Regarding these issues, first, more attention should be paid to long-term smokers, and more specialized smoking cessation help should be provided to them. For example, the smoking cessation clinic actively promoted in China is an effective method [45]. Secondly, for individuals who are more exposed to secondhand smoke, tobacco education should be strengthened to enhance awareness of the hazards of secondhand smoke. Moreover, due to the requirement to wear masks in public areas during the COVID-19 period, smoking behavior has also been reduced. Therefore, during the COVID-19 pandemic, the “mask protection” effect can be fully utilized to guide smoking cessation behavior. Even if individuals around them are not smoking, environmental smoke may still carry and spread the virus, so it is necessary to wear masks and avoid smoking. Finally, doctors and non-chronically ill patients should also raise awareness of smoking cessation. Tobacco causes great harm to human health, and doctors’ smoking cessation advice is feasible in promoting patient smoking cessation [46], making doctors an important candidate in promoting smoking cessation, and doctors should also actively provide smoking cessation help to non-chronically ill patients.
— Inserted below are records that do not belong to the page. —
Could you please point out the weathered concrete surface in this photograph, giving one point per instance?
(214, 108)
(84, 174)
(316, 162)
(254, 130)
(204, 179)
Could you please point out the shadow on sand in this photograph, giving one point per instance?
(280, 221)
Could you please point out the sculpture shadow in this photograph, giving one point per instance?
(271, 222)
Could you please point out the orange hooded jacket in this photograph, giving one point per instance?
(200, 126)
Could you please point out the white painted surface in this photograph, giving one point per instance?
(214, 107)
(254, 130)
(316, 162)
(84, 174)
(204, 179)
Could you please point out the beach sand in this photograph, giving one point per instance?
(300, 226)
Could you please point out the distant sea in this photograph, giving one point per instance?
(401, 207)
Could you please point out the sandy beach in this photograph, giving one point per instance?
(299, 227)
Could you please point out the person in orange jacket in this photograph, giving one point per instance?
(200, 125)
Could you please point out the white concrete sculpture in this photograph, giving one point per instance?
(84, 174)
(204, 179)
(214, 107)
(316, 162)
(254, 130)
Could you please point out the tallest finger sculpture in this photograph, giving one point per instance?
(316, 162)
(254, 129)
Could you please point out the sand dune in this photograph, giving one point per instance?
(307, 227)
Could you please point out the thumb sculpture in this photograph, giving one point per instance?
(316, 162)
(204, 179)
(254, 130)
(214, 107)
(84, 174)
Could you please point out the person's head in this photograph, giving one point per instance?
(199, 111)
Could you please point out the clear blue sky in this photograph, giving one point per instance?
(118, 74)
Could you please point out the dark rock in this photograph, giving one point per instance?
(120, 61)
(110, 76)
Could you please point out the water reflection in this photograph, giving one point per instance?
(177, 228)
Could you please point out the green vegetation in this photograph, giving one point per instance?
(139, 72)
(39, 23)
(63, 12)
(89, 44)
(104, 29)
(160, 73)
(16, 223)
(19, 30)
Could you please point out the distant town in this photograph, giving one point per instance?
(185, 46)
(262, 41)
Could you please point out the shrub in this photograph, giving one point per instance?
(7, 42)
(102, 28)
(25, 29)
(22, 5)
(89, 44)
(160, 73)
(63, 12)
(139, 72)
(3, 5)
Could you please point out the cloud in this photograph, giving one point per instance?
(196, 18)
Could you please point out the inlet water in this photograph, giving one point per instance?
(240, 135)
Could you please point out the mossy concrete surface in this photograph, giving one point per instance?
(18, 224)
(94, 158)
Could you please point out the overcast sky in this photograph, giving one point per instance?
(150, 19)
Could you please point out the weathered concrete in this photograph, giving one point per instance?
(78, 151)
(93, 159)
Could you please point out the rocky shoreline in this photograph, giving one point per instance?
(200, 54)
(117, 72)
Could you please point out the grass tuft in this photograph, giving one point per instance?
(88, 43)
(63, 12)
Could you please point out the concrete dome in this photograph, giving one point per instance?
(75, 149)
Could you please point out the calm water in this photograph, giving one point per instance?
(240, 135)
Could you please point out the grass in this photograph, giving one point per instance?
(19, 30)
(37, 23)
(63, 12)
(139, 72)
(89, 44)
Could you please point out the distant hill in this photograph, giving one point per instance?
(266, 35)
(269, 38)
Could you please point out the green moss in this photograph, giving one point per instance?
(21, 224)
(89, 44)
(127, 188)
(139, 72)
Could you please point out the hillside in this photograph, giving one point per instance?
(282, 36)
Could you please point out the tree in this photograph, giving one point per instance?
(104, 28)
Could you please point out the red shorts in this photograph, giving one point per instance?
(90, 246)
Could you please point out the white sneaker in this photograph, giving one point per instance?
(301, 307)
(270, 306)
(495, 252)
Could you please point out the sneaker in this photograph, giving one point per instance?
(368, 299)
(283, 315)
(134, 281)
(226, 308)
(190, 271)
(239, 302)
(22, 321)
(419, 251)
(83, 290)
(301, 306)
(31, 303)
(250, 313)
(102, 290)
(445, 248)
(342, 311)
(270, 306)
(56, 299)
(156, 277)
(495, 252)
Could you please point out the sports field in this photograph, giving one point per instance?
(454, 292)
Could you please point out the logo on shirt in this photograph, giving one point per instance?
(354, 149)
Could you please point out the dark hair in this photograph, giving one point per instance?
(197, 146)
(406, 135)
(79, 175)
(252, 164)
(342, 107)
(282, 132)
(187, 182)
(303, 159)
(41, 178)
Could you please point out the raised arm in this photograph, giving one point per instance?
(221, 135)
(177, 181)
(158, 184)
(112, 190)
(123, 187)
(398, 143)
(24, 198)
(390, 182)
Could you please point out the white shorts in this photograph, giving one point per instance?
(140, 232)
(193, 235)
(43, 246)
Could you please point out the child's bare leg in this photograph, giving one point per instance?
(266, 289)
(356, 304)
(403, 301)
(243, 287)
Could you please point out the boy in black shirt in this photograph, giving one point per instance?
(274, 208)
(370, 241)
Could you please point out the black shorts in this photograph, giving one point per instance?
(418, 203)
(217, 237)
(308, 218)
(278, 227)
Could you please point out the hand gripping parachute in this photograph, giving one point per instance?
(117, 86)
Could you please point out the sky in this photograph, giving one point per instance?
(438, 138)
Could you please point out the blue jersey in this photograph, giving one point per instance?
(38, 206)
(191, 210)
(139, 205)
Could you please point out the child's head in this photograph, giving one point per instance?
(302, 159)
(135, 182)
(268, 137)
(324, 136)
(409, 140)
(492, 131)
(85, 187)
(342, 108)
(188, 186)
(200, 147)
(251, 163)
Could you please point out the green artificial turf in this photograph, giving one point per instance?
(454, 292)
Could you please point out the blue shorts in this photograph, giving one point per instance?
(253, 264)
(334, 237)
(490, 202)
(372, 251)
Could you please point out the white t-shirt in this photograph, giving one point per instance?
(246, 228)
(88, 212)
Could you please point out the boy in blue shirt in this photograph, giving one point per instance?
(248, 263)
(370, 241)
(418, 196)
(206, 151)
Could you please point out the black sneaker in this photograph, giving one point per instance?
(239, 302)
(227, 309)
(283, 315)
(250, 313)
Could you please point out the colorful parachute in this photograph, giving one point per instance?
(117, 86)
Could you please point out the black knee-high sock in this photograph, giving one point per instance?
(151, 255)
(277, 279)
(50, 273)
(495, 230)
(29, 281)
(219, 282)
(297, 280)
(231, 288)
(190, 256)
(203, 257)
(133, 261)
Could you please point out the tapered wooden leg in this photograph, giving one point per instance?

Finally, this study explored the high-risk groups for smoking, and future studies should also delve deeper into the triggers for smoking cessation to provide a guiding direction for tobacco control policies and to form a continuity study to enrich policy guidelines.

Strength and limitation

Our study conducted a national survey using quota sampling, which can balance differences between regions and reflect the situation nationwide. Secondly, we focused on smoking behavior during the COVID-19 period and comprehensively analyzed the factors that influence smoking behavior in the context of epidemic prevention and control. Finally, our study results further revealed the mutual interactions between the most important risk factors and other influencing factors, thus identifying the high-risk group for smoking during the COVID-19 period.
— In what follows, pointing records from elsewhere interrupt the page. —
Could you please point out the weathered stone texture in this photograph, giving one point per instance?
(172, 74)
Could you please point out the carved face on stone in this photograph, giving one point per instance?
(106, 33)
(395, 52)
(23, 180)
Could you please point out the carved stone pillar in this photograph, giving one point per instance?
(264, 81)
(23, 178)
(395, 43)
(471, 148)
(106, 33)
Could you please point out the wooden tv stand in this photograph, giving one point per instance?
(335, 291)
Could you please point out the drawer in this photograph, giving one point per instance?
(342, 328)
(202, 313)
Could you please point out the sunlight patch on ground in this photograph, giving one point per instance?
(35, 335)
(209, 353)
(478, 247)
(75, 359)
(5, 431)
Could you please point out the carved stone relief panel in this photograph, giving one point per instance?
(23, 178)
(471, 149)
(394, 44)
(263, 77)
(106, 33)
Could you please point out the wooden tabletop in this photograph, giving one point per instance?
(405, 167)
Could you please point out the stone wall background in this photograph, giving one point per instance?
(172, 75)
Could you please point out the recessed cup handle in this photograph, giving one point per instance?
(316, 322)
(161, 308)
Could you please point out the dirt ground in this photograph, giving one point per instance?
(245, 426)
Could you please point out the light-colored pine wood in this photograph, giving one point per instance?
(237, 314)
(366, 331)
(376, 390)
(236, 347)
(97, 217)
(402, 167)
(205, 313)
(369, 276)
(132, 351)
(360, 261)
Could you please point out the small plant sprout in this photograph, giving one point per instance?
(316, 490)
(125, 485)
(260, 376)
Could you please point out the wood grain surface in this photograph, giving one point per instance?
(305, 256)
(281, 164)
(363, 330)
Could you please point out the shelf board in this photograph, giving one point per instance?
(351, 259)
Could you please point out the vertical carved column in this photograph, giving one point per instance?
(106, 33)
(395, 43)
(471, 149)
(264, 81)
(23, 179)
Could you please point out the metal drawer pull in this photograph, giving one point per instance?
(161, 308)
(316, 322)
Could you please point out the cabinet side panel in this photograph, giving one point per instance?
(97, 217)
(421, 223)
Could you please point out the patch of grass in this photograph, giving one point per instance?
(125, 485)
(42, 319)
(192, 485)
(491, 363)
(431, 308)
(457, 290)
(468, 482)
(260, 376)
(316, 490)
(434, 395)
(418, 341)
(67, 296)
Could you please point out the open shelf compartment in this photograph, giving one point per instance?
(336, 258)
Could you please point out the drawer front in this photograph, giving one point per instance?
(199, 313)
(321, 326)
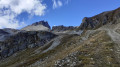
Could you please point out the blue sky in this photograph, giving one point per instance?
(66, 12)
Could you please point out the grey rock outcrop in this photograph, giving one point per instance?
(24, 40)
(62, 28)
(38, 26)
(99, 20)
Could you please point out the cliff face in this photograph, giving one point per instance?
(62, 28)
(24, 40)
(38, 26)
(97, 21)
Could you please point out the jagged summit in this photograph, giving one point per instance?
(44, 23)
(62, 28)
(41, 25)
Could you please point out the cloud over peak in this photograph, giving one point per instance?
(10, 9)
(57, 3)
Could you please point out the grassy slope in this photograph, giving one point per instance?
(98, 46)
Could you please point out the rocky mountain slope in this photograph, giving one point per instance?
(97, 21)
(42, 25)
(95, 43)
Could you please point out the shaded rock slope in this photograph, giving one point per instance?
(108, 17)
(96, 45)
(42, 25)
(24, 40)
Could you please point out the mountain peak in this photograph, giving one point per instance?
(44, 23)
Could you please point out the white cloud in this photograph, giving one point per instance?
(57, 3)
(10, 9)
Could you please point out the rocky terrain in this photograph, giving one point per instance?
(38, 26)
(95, 43)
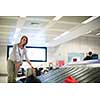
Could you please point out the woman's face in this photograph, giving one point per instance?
(23, 40)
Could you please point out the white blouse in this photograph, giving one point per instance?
(18, 54)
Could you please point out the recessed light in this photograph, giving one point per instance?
(89, 19)
(98, 34)
(57, 18)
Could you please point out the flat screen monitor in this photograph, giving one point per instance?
(35, 54)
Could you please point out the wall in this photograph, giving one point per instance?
(3, 61)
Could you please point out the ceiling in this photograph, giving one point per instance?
(42, 30)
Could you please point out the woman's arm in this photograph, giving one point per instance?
(28, 61)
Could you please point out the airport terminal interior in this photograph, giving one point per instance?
(62, 49)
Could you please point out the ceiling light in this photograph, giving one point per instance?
(57, 37)
(65, 33)
(57, 18)
(89, 19)
(17, 30)
(98, 34)
(23, 16)
(89, 32)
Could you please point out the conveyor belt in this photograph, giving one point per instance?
(82, 74)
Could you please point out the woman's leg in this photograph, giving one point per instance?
(12, 74)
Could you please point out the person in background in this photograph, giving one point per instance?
(15, 59)
(89, 56)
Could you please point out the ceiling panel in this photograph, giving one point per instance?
(35, 24)
(3, 29)
(6, 21)
(74, 18)
(62, 26)
(42, 17)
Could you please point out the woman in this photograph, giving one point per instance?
(15, 59)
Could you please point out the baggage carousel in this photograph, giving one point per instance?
(86, 72)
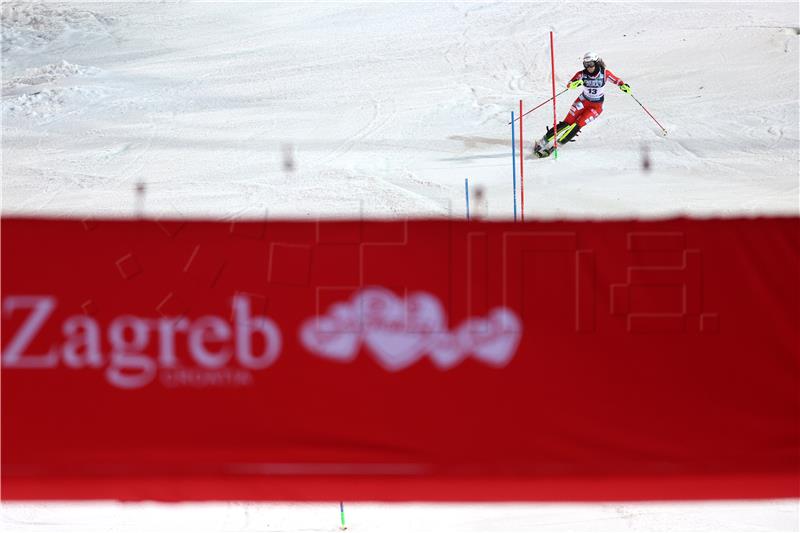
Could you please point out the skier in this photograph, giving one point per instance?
(587, 106)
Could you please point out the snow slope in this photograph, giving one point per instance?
(242, 109)
(384, 108)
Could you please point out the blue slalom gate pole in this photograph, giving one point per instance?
(514, 165)
(466, 194)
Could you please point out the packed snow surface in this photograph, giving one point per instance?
(244, 109)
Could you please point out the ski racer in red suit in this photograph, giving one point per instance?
(587, 106)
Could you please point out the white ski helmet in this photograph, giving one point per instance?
(590, 59)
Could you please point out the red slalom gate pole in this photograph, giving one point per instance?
(521, 172)
(555, 119)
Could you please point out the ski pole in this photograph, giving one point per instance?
(538, 106)
(341, 512)
(651, 116)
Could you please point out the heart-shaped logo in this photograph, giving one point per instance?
(494, 340)
(400, 331)
(330, 338)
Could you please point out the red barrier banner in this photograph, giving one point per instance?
(405, 360)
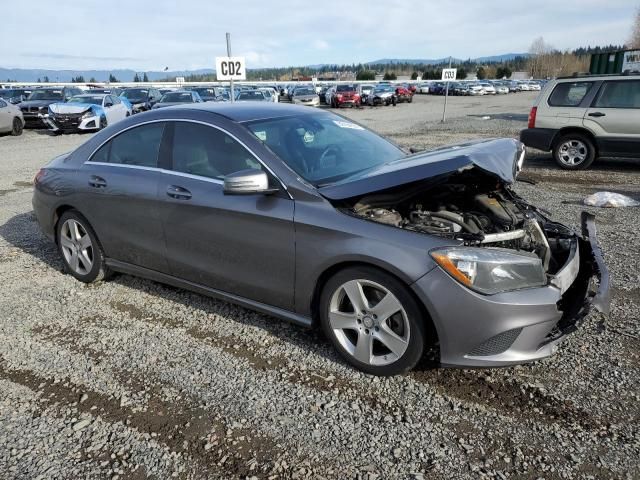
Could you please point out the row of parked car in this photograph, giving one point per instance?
(489, 87)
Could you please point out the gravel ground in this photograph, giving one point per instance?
(131, 379)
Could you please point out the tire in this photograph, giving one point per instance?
(374, 345)
(574, 151)
(17, 127)
(83, 245)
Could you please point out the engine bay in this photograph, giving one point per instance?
(473, 208)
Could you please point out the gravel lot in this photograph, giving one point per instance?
(130, 379)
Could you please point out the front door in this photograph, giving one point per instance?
(240, 244)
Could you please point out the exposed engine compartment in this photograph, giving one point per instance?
(474, 208)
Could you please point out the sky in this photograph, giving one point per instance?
(186, 35)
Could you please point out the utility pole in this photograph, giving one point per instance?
(229, 55)
(446, 94)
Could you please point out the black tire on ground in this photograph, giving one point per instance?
(581, 144)
(99, 271)
(17, 127)
(414, 318)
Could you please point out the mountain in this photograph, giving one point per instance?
(438, 61)
(32, 75)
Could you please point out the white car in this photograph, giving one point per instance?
(86, 112)
(11, 119)
(488, 88)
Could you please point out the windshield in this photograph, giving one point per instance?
(93, 99)
(46, 95)
(324, 148)
(181, 97)
(135, 93)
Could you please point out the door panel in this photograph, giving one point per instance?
(240, 244)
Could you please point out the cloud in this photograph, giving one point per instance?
(320, 44)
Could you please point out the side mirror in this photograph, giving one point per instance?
(247, 182)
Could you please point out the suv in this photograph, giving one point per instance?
(582, 118)
(36, 106)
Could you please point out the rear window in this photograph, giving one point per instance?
(569, 94)
(619, 94)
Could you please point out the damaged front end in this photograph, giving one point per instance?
(532, 279)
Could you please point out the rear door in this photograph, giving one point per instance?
(240, 244)
(121, 196)
(614, 116)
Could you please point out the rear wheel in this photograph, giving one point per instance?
(373, 321)
(17, 127)
(81, 252)
(574, 152)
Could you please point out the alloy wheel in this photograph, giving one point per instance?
(369, 322)
(77, 247)
(572, 152)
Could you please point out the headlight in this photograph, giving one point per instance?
(491, 270)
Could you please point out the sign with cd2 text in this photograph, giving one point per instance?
(231, 68)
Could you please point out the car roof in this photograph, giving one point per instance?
(246, 111)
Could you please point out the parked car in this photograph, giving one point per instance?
(326, 223)
(306, 96)
(382, 95)
(11, 119)
(346, 95)
(582, 118)
(251, 96)
(85, 112)
(36, 106)
(15, 95)
(178, 97)
(403, 94)
(142, 99)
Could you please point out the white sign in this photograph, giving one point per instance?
(449, 74)
(231, 68)
(631, 60)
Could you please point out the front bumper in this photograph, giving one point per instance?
(516, 327)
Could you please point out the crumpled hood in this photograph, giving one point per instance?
(70, 108)
(497, 157)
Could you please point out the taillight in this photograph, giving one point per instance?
(532, 117)
(38, 176)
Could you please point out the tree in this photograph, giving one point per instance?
(634, 41)
(366, 75)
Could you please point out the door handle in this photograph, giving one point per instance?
(179, 193)
(97, 182)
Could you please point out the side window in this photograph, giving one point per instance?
(208, 152)
(569, 94)
(619, 94)
(138, 146)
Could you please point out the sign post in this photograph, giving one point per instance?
(448, 74)
(230, 68)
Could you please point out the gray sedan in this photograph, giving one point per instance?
(310, 217)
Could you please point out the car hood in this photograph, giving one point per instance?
(37, 103)
(500, 158)
(67, 108)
However, this study also has some limitations. First, the study is a cross-sectional survey and does not establish causal relationships. Second, there may be other risk factors that affect smoking behavior during the COVID-19 period that were not included in this study. Finally, the sensitivity of CART in this study was relatively low, probably because of the small number of smokers in this study, which was large sample size gap between smokers and non-smokers. But even so, the accuracy of CART was high.

Conclusion

In general, this study was based on a national sample and used CART analysis to explore the high-risk population for increased smoking behavior during the COVID-19 period. The results showed that people with a high acceptation degree of passive smoking, have no smokers smoked around, and a length of smoking of ≥ 30 years were the subgroups with the highest smoking behavior during the COVID-19 period. Acceptation degree of passive smoking was the strongest predictor of smoking behavior during the COVID-19 period. It is important to pay more attention to long-term smokers and non-chronic disease patients, raise awareness of the hazards of smoking and secondhand smoke, and take advantage of the “mask effect” during the epidemic period to reduce smoking behavior during the COVID-19 pandemic.